Neben diesen nationalen Normen wird die Bundeswehr des vereinten Ds auch durch internationale Bestimmungen geprägt. So verpflichtete sich D im Zwei-Plus-Vier-Vertrag vom September 1990 seine Streitkräfte bis 1994 auf eine Personalstärke von 370.000 Mann (Land-, Luft- und Seestreitkräfte) zu verringern. Mit der Unterzeichnung des KSE-Vertrages 1990 ging D die Verpflichtung ein, die Zahl seiner Kampfpanzer, seiner Schützenpanzer etc. deutlich zu reduzieren. Die Mitgliedschaft in der NATO und der UNO bilden weitere Rahmenbedingungen für die dt. Streitkräfte. Durch die Beteiligung in der NATO verzichtet die Bundeswehr auf eine rein nationale operative Verteidigungsplanung und hat diese an integrierte Kommandobehörden des Bündnisses übertragen.

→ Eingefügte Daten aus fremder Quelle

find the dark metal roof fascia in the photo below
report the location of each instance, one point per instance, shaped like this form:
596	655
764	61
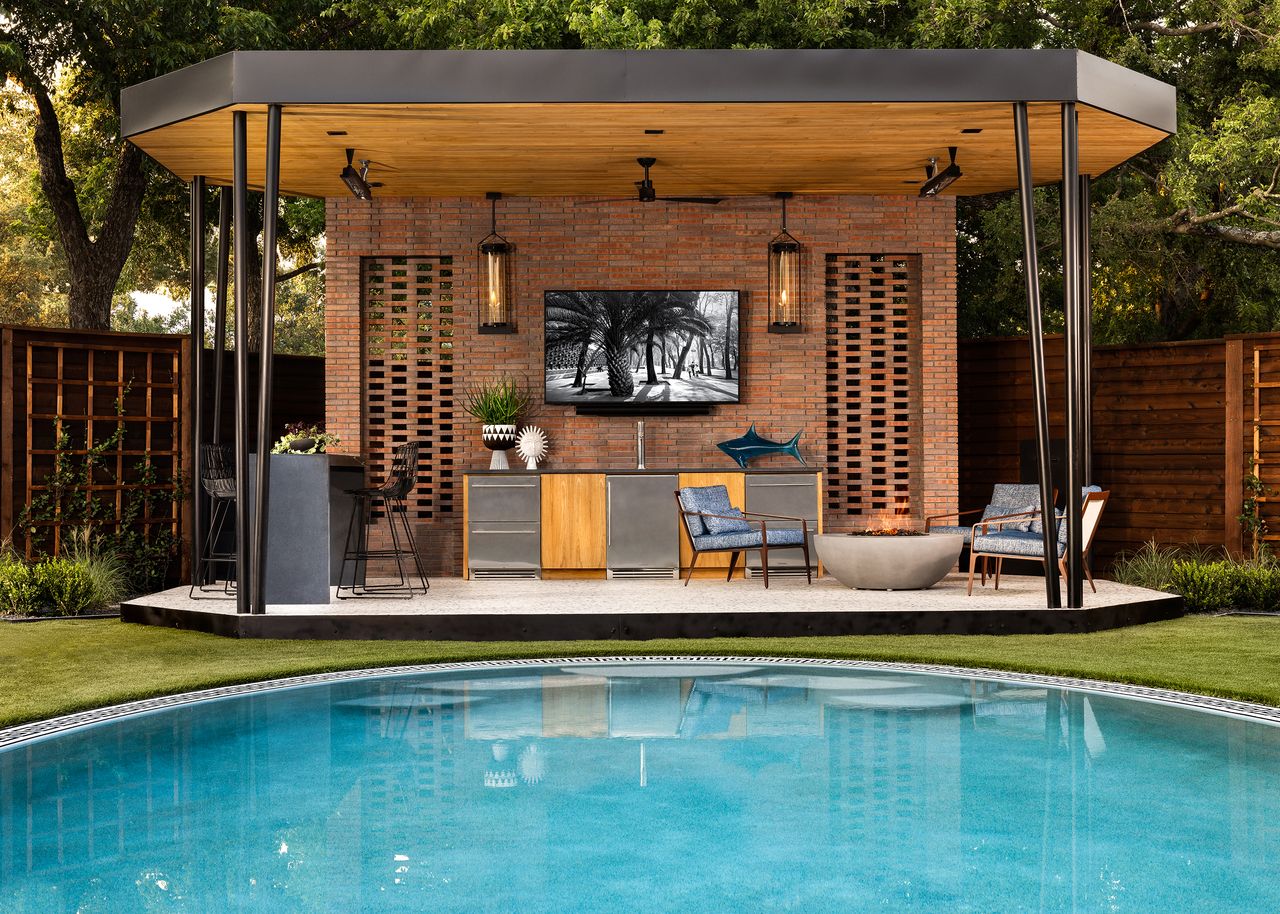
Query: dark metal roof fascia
1124	92
664	76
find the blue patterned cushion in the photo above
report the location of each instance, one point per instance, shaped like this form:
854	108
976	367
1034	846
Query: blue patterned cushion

Zur Veränderung des Auftrags
Die Überwindung des Ost-West-Konflikts sowie die dt. Einigung setzten neue Rahmendaten für die Sicherheitspolitik Ds und damit auch für die Aufgaben der Bundeswehr. Lag die BRD im Ost-West-Konflikt an der Nahtstelle zwischen beiden Systemen und wurde die Bedrohung hier unmittelbar deutlich und von allen Bündnispartnern auch am stärksten perzipiert, so hat sich das Bedrohungsszenario in den 90er-Jahren vollkommen gewandelt. Im Weißbuch 2016 werden der Bundeswehr folgende Aufgaben zugewiesen: Schutz der territorialen Integrität, der Souveränität sowie der Bürgerinnen und Bürger unserer Verbündeten; Schutz der Bürgerinnen und Bürger sowie der Souveränität und territorialen Integrität unseres Landes; Aufrechterhaltung der regelbasierten internationalen Ordnung auf der Grundlage des Völkerrechts; Wohlstand unserer Bürgerinnen und Bürger durch Prosperität unserer Wirtschaft und freien sowie ungehinderten Welthandel; Förderung des verantwortungsvollen Umgangs mit begrenzten Ressourcen und knappen Gütern in der Welt; Vertiefung der europäischen Integration und Festigung der transatlantischen Partnerschaft.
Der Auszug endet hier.